Besides avoiding jalapeño peppers, here are some other ways to prevent watery eyes.

Try an antihistamine plus artificial tears. If allergies are triggering your tears, an oral antihistamine could stem the flow. Keep in mind that this is a secretion-drying medication, and could dry out your eye too much, says Dr. Rapuano. The rule: Use artificial tears every few hours when taking an antihistamine.

Wear head-hugging sunglasses. They'll keep eyes from crying in gusty weather. The best eye protectors have side shields with frames that hug the side of your head so that very little air sneaks in, says Dr. Rapuano.

Switch from contacts to glasses in dusty areas. Dust specks can get caught under a contact and scrape your eye, according to Scott MacRae, M.D., associate professor of ophthalmology at the Oregon Health Sciences University School of Medicine in Portland. Also, avoid wearing contacts on smoggy, high-pollen days. These irritants can trigger red, watery eyes even if you're not wearing contacts. Wearing them makes the problem even worse.

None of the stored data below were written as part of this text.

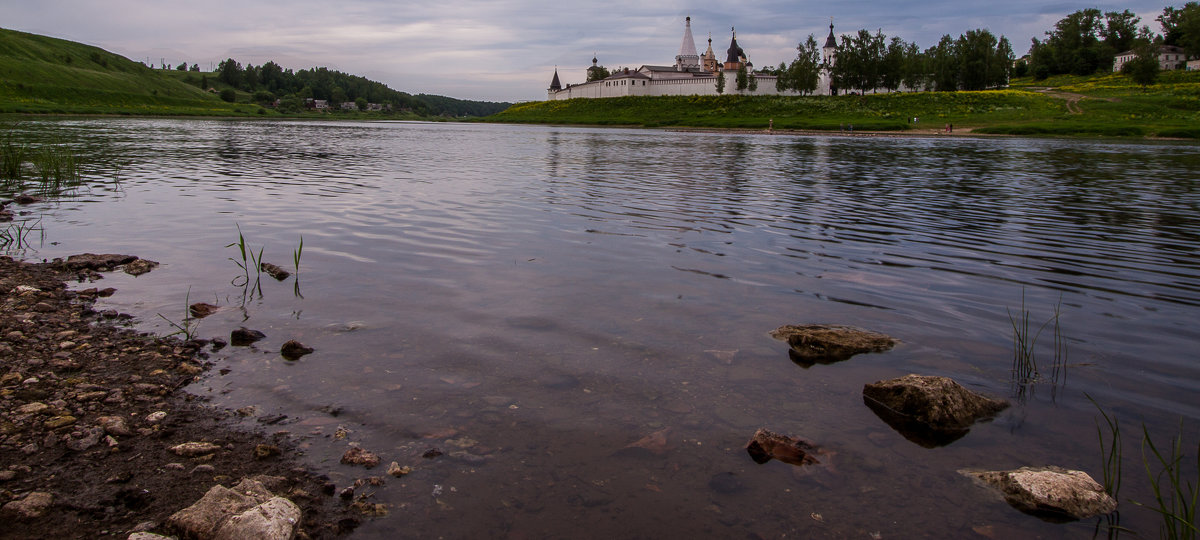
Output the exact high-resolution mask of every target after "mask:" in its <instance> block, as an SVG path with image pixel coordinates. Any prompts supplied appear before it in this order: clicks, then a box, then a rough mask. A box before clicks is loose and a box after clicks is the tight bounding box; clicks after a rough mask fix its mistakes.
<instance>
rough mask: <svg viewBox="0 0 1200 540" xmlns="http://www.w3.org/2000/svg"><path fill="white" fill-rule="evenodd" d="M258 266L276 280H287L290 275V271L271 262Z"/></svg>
mask: <svg viewBox="0 0 1200 540" xmlns="http://www.w3.org/2000/svg"><path fill="white" fill-rule="evenodd" d="M258 268H259V269H260V270H263V271H264V272H266V274H268V275H269V276H271V277H274V278H275V280H276V281H283V280H287V278H288V276H290V275H292V272H289V271H287V270H283V269H282V268H280V266H276V265H274V264H271V263H262V264H259V265H258Z"/></svg>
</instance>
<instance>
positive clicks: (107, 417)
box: [96, 416, 133, 437]
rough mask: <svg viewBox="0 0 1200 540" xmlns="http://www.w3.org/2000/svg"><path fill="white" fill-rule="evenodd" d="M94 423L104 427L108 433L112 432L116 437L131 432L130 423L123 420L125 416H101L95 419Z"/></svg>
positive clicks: (109, 433)
mask: <svg viewBox="0 0 1200 540" xmlns="http://www.w3.org/2000/svg"><path fill="white" fill-rule="evenodd" d="M96 424H100V427H103V428H104V432H106V433H108V434H114V436H118V437H128V436H131V434H133V431H132V430H130V425H128V424H127V422H126V421H125V416H101V418H97V419H96Z"/></svg>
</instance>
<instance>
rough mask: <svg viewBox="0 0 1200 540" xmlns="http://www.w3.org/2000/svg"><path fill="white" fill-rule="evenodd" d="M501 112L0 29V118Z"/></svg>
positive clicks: (312, 73)
mask: <svg viewBox="0 0 1200 540" xmlns="http://www.w3.org/2000/svg"><path fill="white" fill-rule="evenodd" d="M310 100H313V101H310ZM314 100H322V101H324V102H325V103H323V104H324V106H328V108H318V107H316V103H314ZM342 103H347V107H344V108H343V107H341V104H342ZM368 103H376V104H378V107H370V106H368ZM508 106H509V103H490V102H475V101H467V100H456V98H452V97H444V96H430V95H415V96H414V95H409V94H406V92H401V91H397V90H392V89H390V88H388V86H386V85H384V84H382V83H377V82H373V80H370V79H366V78H362V77H358V76H352V74H347V73H341V72H337V71H332V70H328V68H324V67H314V68H312V70H300V71H293V70H284V68H282V67H281V66H278V65H276V64H275V62H266V64H264V65H262V66H257V67H256V66H251V65H247V66H241V65H240V64H239V62H238V61H235V60H233V59H228V60H226V61H222V62H221V65H220V67H218V68H217V70H216V71H212V72H202V71H200V67H199V66H198V65H196V64H193V65H191V66H188V65H187V64H180V65H179V66H175V67H173V68H168V66H161V68H152V67H148V66H146V65H143V64H140V62H136V61H132V60H130V59H126V58H124V56H120V55H116V54H113V53H109V52H107V50H103V49H100V48H97V47H91V46H85V44H82V43H76V42H71V41H66V40H58V38H53V37H47V36H40V35H36V34H28V32H20V31H13V30H5V29H0V114H5V113H8V114H122V115H172V116H299V118H330V116H332V118H344V119H394V120H403V119H432V118H458V116H472V115H486V114H491V113H494V112H497V110H502V109H504V108H505V107H508ZM372 109H373V110H372Z"/></svg>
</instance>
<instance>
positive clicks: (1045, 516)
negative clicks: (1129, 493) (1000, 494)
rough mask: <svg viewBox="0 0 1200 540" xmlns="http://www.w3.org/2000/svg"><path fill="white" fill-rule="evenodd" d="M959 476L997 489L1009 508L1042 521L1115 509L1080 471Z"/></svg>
mask: <svg viewBox="0 0 1200 540" xmlns="http://www.w3.org/2000/svg"><path fill="white" fill-rule="evenodd" d="M960 473H962V474H965V475H967V476H971V478H974V479H977V480H979V481H982V482H984V484H985V485H989V486H991V487H995V488H996V490H1000V492H1001V493H1002V494H1003V496H1004V500H1007V502H1008V504H1010V505H1013V508H1015V509H1018V510H1020V511H1022V512H1026V514H1031V515H1034V516H1038V517H1042V518H1044V520H1046V521H1054V522H1063V521H1074V520H1085V518H1088V517H1092V516H1098V515H1102V514H1110V512H1112V511H1114V510H1116V509H1117V502H1116V499H1114V498H1112V497H1111V496H1109V494H1108V493H1106V492H1105V491H1104V487H1103V486H1100V485H1099V484H1097V482H1096V480H1093V479H1092V476H1090V475H1088V474H1087V473H1085V472H1082V470H1068V469H1063V468H1060V467H1038V468H1034V467H1021V468H1020V469H1016V470H992V472H970V470H962V472H960Z"/></svg>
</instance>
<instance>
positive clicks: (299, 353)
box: [280, 340, 312, 360]
mask: <svg viewBox="0 0 1200 540" xmlns="http://www.w3.org/2000/svg"><path fill="white" fill-rule="evenodd" d="M280 354H282V355H283V358H286V359H288V360H299V359H300V356H304V355H306V354H312V347H305V346H304V344H302V343H300V342H299V341H295V340H288V342H287V343H283V347H281V348H280Z"/></svg>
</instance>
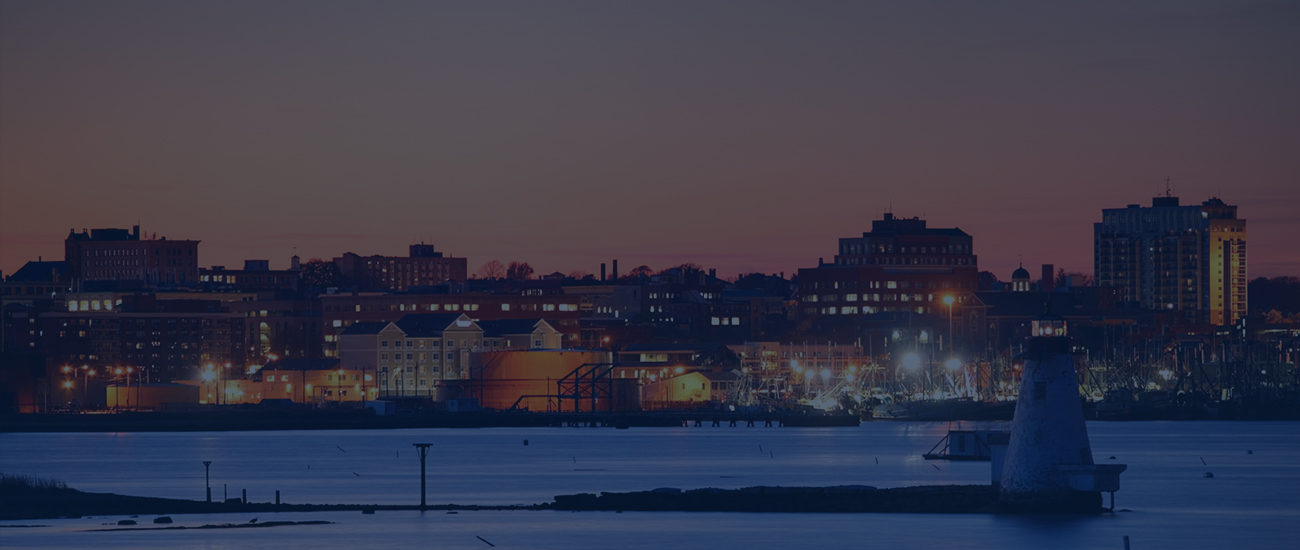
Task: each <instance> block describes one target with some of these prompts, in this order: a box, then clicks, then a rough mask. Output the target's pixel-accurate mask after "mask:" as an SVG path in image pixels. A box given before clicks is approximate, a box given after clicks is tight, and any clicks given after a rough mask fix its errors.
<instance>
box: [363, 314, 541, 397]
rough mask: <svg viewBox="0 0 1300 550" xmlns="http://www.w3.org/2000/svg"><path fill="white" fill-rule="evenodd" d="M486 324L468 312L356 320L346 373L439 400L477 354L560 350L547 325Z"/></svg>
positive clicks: (392, 388)
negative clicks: (444, 390) (430, 397)
mask: <svg viewBox="0 0 1300 550" xmlns="http://www.w3.org/2000/svg"><path fill="white" fill-rule="evenodd" d="M530 321H532V322H528V321H526V320H524V321H497V322H493V321H484V322H485V324H486V325H487V326H481V325H480V324H478V322H476V321H474V320H473V319H471V317H469V316H468V315H465V313H409V315H404V316H402V319H399V320H396V321H393V322H383V321H377V322H356V324H352V325H351V326H348V328H347V329H346V330H343V333H342V334H341V335H339V359H341V360H342V367H343V368H344V369H354V371H361V372H365V371H369V372H372V373H374V374H376V377H374V380H376V386H377V387H378V391H380V394H381V395H396V397H417V395H428V397H433V395H434V391H435V387H434V386H437V385H438V384H439V382H442V381H447V380H467V378H471V377H473V373H472V372H471V368H469V367H471V363H469V359H471V354H474V352H481V351H502V350H511V348H515V350H519V348H525V350H526V348H534V347H537V348H541V347H552V348H558V347H559V343H560V338H559V333H558V332H555V329H554V328H551V326H550V325H549V324H546V321H543V320H539V319H534V320H530Z"/></svg>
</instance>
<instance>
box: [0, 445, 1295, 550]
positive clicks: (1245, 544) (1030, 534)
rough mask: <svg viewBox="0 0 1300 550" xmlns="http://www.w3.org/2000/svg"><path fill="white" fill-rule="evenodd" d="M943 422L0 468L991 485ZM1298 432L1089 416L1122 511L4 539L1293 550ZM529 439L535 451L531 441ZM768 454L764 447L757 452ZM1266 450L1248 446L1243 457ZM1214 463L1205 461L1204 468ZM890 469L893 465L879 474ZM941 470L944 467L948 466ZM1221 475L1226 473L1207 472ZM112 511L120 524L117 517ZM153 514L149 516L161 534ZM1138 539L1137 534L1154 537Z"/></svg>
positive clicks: (167, 472) (325, 479) (516, 495)
mask: <svg viewBox="0 0 1300 550" xmlns="http://www.w3.org/2000/svg"><path fill="white" fill-rule="evenodd" d="M946 428H948V425H946V424H906V423H874V424H866V425H863V426H861V428H826V429H793V428H659V429H629V430H612V429H594V428H537V429H478V430H450V429H429V430H369V432H355V430H339V432H234V433H123V434H88V433H82V434H0V471H4V472H8V473H23V475H35V476H43V477H57V478H61V480H64V481H66V482H68V484H69V485H72V486H74V488H78V489H82V490H88V491H113V493H123V494H136V495H148V497H169V498H192V499H200V498H203V464H201V460H212V462H213V464H212V484H213V498H220V497H221V495H222V484H225V485H226V486H227V488H229V495H230V497H238V495H239V491H240V489H248V498H250V501H259V502H268V501H272V499H273V498H274V490H277V489H278V490H281V491H282V498H283V501H285V502H311V503H407V504H411V503H417V502H419V462H417V459H416V454H415V450H413V449H412V447H411V443H415V442H429V443H434V447H433V449H432V452H430V455H429V502H430V503H447V502H454V503H480V504H498V503H536V502H545V501H549V499H550V498H551V497H554V495H555V494H568V493H582V491H590V493H598V491H602V490H607V491H625V490H643V489H654V488H659V486H676V488H682V489H689V488H702V486H719V488H738V486H750V485H849V484H861V485H875V486H905V485H926V484H983V482H988V463H946V462H927V460H922V459H920V456H919V455H920V454H922V452H924V451H927V450H930V447H931V446H933V443H935V442H937V441H939V438H941V437H943V434H944V433H945V430H946ZM1296 428H1300V424H1297V423H1092V424H1089V426H1088V429H1089V433H1091V436H1092V445H1093V454H1095V456H1096V458H1097V462H1100V463H1108V462H1112V460H1109V459H1108V456H1110V455H1115V456H1117V460H1114V462H1119V463H1127V464H1128V472H1126V473H1125V475H1123V478H1122V480H1123V481H1122V482H1123V490H1121V491H1119V494H1118V495H1117V504H1118V507H1121V508H1130V510H1132V512H1121V514H1117V515H1114V516H1101V517H1018V516H991V515H798V514H767V515H754V514H679V512H654V514H649V512H636V514H633V512H628V514H602V512H582V514H569V512H460V514H458V515H446V514H442V512H425V514H422V515H421V514H420V512H378V514H376V515H373V516H369V515H360V514H359V512H330V514H269V515H268V514H261V515H260V516H261V517H260V519H261V520H263V521H266V520H313V519H326V520H331V521H338V524H335V525H322V527H278V528H266V529H231V530H185V532H177V530H159V532H135V533H131V532H113V533H85V532H81V530H82V529H90V528H96V527H99V524H100V523H105V521H109V520H107V519H81V520H40V521H35V520H29V521H5V524H44V525H51V527H49V528H39V529H0V546H4V547H12V546H23V547H86V546H90V545H94V546H99V547H173V546H204V547H213V549H220V547H248V546H270V545H274V546H277V547H317V549H318V547H322V546H324V547H365V546H372V545H374V543H376V542H377V541H383V543H393V545H398V546H415V545H433V546H437V547H487V546H486V545H484V543H482V542H481V541H478V540H477V538H474V537H476V536H482V537H484V538H487V540H489V541H491V542H493V543H495V545H498V546H499V547H567V549H586V547H590V549H602V547H647V549H649V547H666V546H685V547H703V546H707V547H810V546H814V545H819V543H828V545H831V543H833V545H844V543H867V542H870V546H872V547H878V546H883V547H888V546H885V545H891V546H893V545H897V546H900V547H944V549H965V547H971V549H976V547H979V549H992V547H997V549H1006V547H1023V549H1036V547H1080V549H1083V547H1122V537H1123V536H1126V534H1127V536H1130V537H1132V538H1134V541H1135V546H1134V547H1136V549H1147V547H1186V549H1191V547H1205V549H1212V547H1214V549H1217V547H1234V546H1236V547H1240V546H1253V547H1287V546H1290V543H1288V541H1294V536H1295V534H1296V532H1297V530H1300V529H1297V528H1296V527H1295V525H1297V520H1300V430H1297V429H1296ZM524 439H528V441H529V445H528V446H524V445H523V441H524ZM759 449H762V451H761V450H759ZM1247 450H1252V451H1253V454H1249V455H1248V454H1247ZM1203 458H1204V460H1205V462H1206V464H1208V465H1203V464H1201V459H1203ZM878 462H879V464H878ZM935 465H937V467H939V469H936V468H935ZM1206 471H1212V472H1214V475H1216V477H1214V478H1204V477H1203V475H1204V472H1206ZM175 517H177V521H178V524H185V525H199V524H204V523H244V521H247V520H248V519H250V517H248V516H247V515H211V516H203V515H191V516H175ZM113 520H116V517H114V519H113ZM147 520H148V517H146V521H142V523H147ZM1139 542H1141V543H1139Z"/></svg>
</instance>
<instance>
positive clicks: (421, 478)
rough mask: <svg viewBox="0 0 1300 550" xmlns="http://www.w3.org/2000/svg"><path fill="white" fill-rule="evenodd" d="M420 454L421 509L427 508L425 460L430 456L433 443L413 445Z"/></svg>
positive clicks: (415, 443) (420, 495) (420, 505)
mask: <svg viewBox="0 0 1300 550" xmlns="http://www.w3.org/2000/svg"><path fill="white" fill-rule="evenodd" d="M411 445H413V446H415V449H416V450H417V451H419V452H420V508H424V507H425V503H424V458H425V456H429V447H430V446H433V443H411Z"/></svg>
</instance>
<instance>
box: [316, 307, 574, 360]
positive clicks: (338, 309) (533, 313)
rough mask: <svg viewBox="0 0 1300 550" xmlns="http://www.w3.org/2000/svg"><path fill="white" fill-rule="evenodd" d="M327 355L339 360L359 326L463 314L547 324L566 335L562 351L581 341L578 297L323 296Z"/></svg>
mask: <svg viewBox="0 0 1300 550" xmlns="http://www.w3.org/2000/svg"><path fill="white" fill-rule="evenodd" d="M320 299H321V308H322V313H321V315H322V319H324V334H325V342H324V345H325V350H324V351H325V355H326V356H338V354H339V348H341V347H339V338H341V335H342V333H343V332H344V330H347V328H348V326H351V325H354V324H357V322H394V321H398V320H399V319H402V317H403V316H406V315H409V313H454V315H460V313H464V315H467V316H468V317H469V319H473V320H476V321H494V320H512V319H545V320H546V322H547V324H549V325H550V326H552V328H554V329H555V330H558V332H559V333H562V334H563V339H562V346H555V347H573V346H576V345H577V342H578V335H580V330H578V316H580V315H581V312H580V311H578V302H580V296H565V295H519V294H486V293H465V294H367V293H357V294H325V295H321V296H320Z"/></svg>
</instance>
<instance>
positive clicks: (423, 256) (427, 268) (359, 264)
mask: <svg viewBox="0 0 1300 550" xmlns="http://www.w3.org/2000/svg"><path fill="white" fill-rule="evenodd" d="M334 264H335V265H338V270H339V273H341V274H342V276H343V277H344V278H346V280H348V281H350V282H351V283H352V285H356V286H357V287H359V289H361V290H407V289H409V287H412V286H433V285H438V283H443V282H447V281H465V280H467V278H468V267H467V263H465V259H464V257H443V255H442V252H435V251H434V250H433V244H422V243H421V244H411V254H409V256H407V257H402V256H378V255H376V256H357V255H355V254H352V252H347V254H344V255H343V256H342V257H335V259H334Z"/></svg>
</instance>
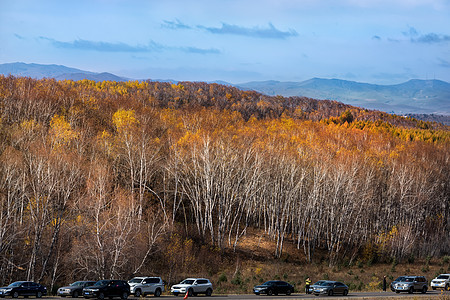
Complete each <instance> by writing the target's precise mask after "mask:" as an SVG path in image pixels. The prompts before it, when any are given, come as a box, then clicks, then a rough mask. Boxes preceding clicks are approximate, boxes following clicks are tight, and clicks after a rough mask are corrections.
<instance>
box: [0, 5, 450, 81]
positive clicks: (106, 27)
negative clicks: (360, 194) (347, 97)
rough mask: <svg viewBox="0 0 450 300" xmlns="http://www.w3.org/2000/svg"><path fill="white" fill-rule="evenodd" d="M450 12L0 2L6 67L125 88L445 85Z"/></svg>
mask: <svg viewBox="0 0 450 300" xmlns="http://www.w3.org/2000/svg"><path fill="white" fill-rule="evenodd" d="M449 16H450V0H127V1H125V0H73V1H69V0H68V1H65V0H0V63H10V62H26V63H40V64H60V65H66V66H69V67H74V68H79V69H83V70H88V71H94V72H111V73H114V74H116V75H121V76H128V77H130V78H139V79H141V78H151V79H175V80H192V81H212V80H225V81H228V82H231V83H241V82H246V81H253V80H279V81H302V80H307V79H310V78H312V77H320V78H340V79H347V80H354V81H360V82H370V83H381V84H395V83H400V82H404V81H407V80H409V79H412V78H419V79H441V80H445V81H449V82H450V17H449Z"/></svg>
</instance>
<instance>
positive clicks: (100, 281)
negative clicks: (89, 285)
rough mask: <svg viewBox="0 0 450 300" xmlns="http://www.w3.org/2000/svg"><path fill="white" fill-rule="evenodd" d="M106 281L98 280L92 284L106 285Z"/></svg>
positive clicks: (106, 284) (104, 280)
mask: <svg viewBox="0 0 450 300" xmlns="http://www.w3.org/2000/svg"><path fill="white" fill-rule="evenodd" d="M108 283H109V281H108V280H99V281H97V282H96V283H95V284H94V285H97V286H102V285H107V284H108Z"/></svg>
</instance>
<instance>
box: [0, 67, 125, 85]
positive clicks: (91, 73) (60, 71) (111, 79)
mask: <svg viewBox="0 0 450 300" xmlns="http://www.w3.org/2000/svg"><path fill="white" fill-rule="evenodd" d="M0 74H3V75H9V74H11V75H13V76H26V77H31V78H36V79H42V78H55V79H56V80H66V79H68V80H82V79H89V80H94V81H105V80H111V81H127V80H130V79H129V78H125V77H120V76H116V75H114V74H111V73H106V72H103V73H95V72H89V71H84V70H80V69H75V68H69V67H66V66H61V65H40V64H26V63H7V64H0Z"/></svg>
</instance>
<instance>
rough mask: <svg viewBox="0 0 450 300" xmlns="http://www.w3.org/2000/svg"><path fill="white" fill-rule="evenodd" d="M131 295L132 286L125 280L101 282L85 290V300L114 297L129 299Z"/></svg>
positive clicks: (102, 299)
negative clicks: (129, 296) (89, 298)
mask: <svg viewBox="0 0 450 300" xmlns="http://www.w3.org/2000/svg"><path fill="white" fill-rule="evenodd" d="M129 295H130V285H129V284H128V282H126V281H125V280H99V281H97V282H96V283H95V284H94V285H92V286H88V287H85V288H84V289H83V297H84V298H97V299H100V300H103V299H105V298H106V297H108V298H110V299H111V298H113V297H120V298H121V299H127V298H128V296H129Z"/></svg>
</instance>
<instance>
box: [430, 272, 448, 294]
mask: <svg viewBox="0 0 450 300" xmlns="http://www.w3.org/2000/svg"><path fill="white" fill-rule="evenodd" d="M431 288H432V289H433V290H435V289H444V290H445V291H448V290H449V289H450V274H441V275H439V276H438V277H436V278H435V279H433V280H431Z"/></svg>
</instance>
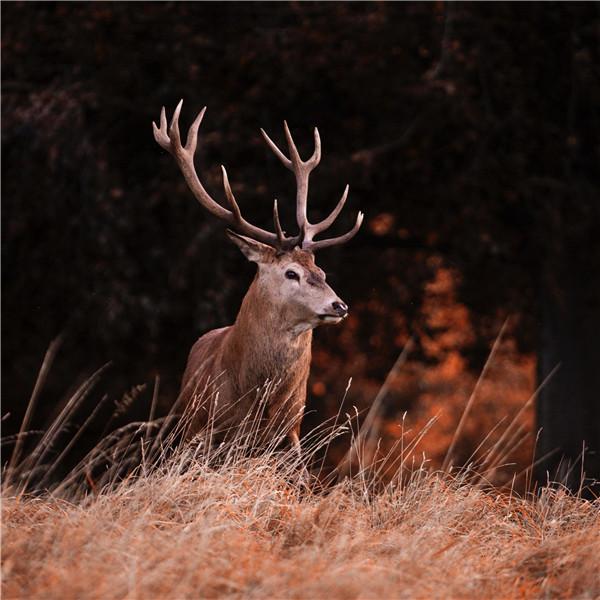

See your doctor about a blocked tear duct. If those suggestions don't cure a case of spillover tears, your problem may be a bit more serious: infected, swollen tissues blocking the tear canal. Your doctor can prescribe an antibiotic to help deflate the tissues and reopen the tears' natural exit route. If this doesn't do the trick, your ophthalmologist can surgically dilate the opening in a simple office procedure.